Thermoelectricity refers to a phenomenon that occur at the junctions of dissimilar conductors or within a single conductor, when a temperature difference exists between the junctions or across a conductor. There are three thermogalvanic effects, namely Seebeck effect, Peltier effect and Thomson effect. They involve conversion of thermal energy into electrical energy or vica versa. They are all reversible in contrast with the Joule effect which is irrevesible. Seebeck effect is the superposition of Peltier effect and Thomson effect. In a thermocouple, if the two junctions are maintained at a potential difference, a temperature difference is established, i.e. heat is generated at one junction and absorbed at the other junction. This is called Peltier effect and its converse is the Seebeck effect. The relationship between the. thermo-emf across the junction and the temperature difference is parabolic.

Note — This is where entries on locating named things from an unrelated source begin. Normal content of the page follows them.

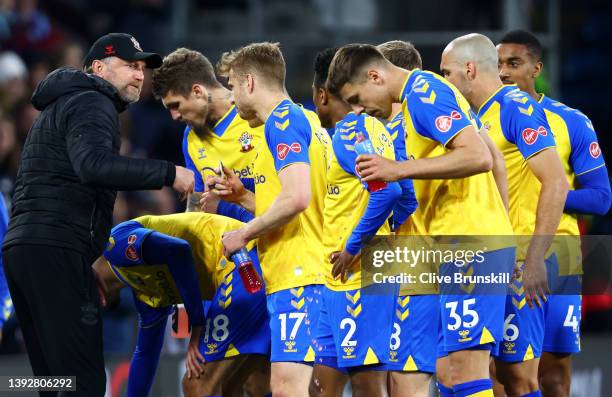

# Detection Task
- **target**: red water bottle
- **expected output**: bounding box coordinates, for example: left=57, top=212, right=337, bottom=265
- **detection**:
left=230, top=248, right=263, bottom=294
left=355, top=132, right=387, bottom=193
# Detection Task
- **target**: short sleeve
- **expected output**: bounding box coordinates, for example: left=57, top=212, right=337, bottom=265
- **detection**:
left=566, top=113, right=606, bottom=175
left=386, top=112, right=408, bottom=161
left=183, top=126, right=204, bottom=192
left=265, top=105, right=312, bottom=172
left=408, top=79, right=472, bottom=146
left=501, top=100, right=556, bottom=160
left=333, top=114, right=395, bottom=177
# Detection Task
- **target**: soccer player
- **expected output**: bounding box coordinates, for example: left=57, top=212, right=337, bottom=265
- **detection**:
left=153, top=48, right=263, bottom=216
left=310, top=48, right=412, bottom=396
left=327, top=44, right=514, bottom=396
left=440, top=34, right=568, bottom=396
left=377, top=40, right=440, bottom=397
left=93, top=212, right=270, bottom=397
left=215, top=43, right=330, bottom=396
left=497, top=30, right=610, bottom=397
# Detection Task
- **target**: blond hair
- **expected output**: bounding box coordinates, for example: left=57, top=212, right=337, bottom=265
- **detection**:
left=229, top=41, right=285, bottom=89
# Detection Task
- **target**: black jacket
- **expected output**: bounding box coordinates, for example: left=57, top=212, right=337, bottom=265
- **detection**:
left=3, top=68, right=175, bottom=259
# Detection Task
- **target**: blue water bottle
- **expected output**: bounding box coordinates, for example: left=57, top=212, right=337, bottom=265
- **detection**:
left=355, top=131, right=387, bottom=193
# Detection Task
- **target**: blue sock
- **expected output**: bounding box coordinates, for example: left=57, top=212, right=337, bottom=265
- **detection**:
left=453, top=379, right=493, bottom=397
left=437, top=382, right=455, bottom=397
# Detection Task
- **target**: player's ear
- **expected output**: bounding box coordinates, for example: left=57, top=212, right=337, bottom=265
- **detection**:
left=317, top=87, right=329, bottom=106
left=368, top=69, right=383, bottom=84
left=191, top=83, right=208, bottom=99
left=465, top=61, right=476, bottom=80
left=245, top=73, right=255, bottom=94
left=532, top=61, right=544, bottom=79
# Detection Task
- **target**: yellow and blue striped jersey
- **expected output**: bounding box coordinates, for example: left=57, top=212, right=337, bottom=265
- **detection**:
left=397, top=70, right=512, bottom=238
left=105, top=212, right=255, bottom=307
left=255, top=99, right=331, bottom=294
left=539, top=95, right=606, bottom=236
left=323, top=113, right=395, bottom=291
left=183, top=106, right=263, bottom=192
left=477, top=86, right=555, bottom=260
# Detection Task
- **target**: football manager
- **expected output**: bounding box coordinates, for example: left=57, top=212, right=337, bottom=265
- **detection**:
left=3, top=33, right=194, bottom=397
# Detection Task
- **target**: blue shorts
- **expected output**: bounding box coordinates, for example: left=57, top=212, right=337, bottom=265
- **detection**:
left=495, top=257, right=551, bottom=362
left=543, top=255, right=582, bottom=354
left=543, top=295, right=582, bottom=354
left=438, top=247, right=515, bottom=356
left=267, top=284, right=322, bottom=364
left=200, top=255, right=270, bottom=362
left=316, top=284, right=398, bottom=370
left=387, top=295, right=440, bottom=373
left=104, top=221, right=153, bottom=266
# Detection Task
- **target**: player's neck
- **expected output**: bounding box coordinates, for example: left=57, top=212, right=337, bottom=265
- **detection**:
left=254, top=90, right=291, bottom=123
left=387, top=65, right=412, bottom=100
left=519, top=86, right=542, bottom=101
left=327, top=94, right=351, bottom=127
left=466, top=76, right=503, bottom=111
left=387, top=102, right=402, bottom=121
left=206, top=87, right=232, bottom=130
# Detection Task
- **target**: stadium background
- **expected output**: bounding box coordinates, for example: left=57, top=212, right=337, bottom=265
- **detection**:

Which heat is produced throughout the conducting wire

To determine which heat is produced throughout the conducting wire, we need to understand the different effects mentioned in the context of thermoelectricity and how they relate to heat production in conductors. ### Step-by-Step Solution: 1. **Understanding Thermoelectricity**: - Thermoelectricity occurs at the junctions of dissimilar conductors or within a single conductor when there is a temperature difference. This leads to the generation of electrical energy from thermal energy or vice versa. 2. **Identifying Thermogalvanic Effects**: - The three main thermogalvanic effects are: - **Seebeck Effect**: Generates a voltage when there is a temperature difference across a conductor. - **Peltier Effect**: Heat is absorbed or released when current flows through a junction of dissimilar conductors. - **Thomson Effect**: Heat is absorbed or released when current flows through a single conductor with a temperature gradient. 3. **Joule Heating**: - Joule heating (or resistive heating) occurs when an electric current passes through a conductor, producing heat due to the resistance of the conductor. This is described by Joule's law, which states that the heat produced (Q) is proportional to the square of the current (I) and the resistance (R) of the conductor: \[ Q = I^2 R t \] - This heat is produced uniformly throughout the conducting wire as long as the current flows. 4. **Conclusion**: - The heat produced throughout the conducting wire according to Joule's law is known as **Joule heat**. This heat is generated due to the resistance encountered by the electric current flowing through the conductor. ### Final Answer: The heat produced throughout the conducting wire is referred to as **Joule heat**.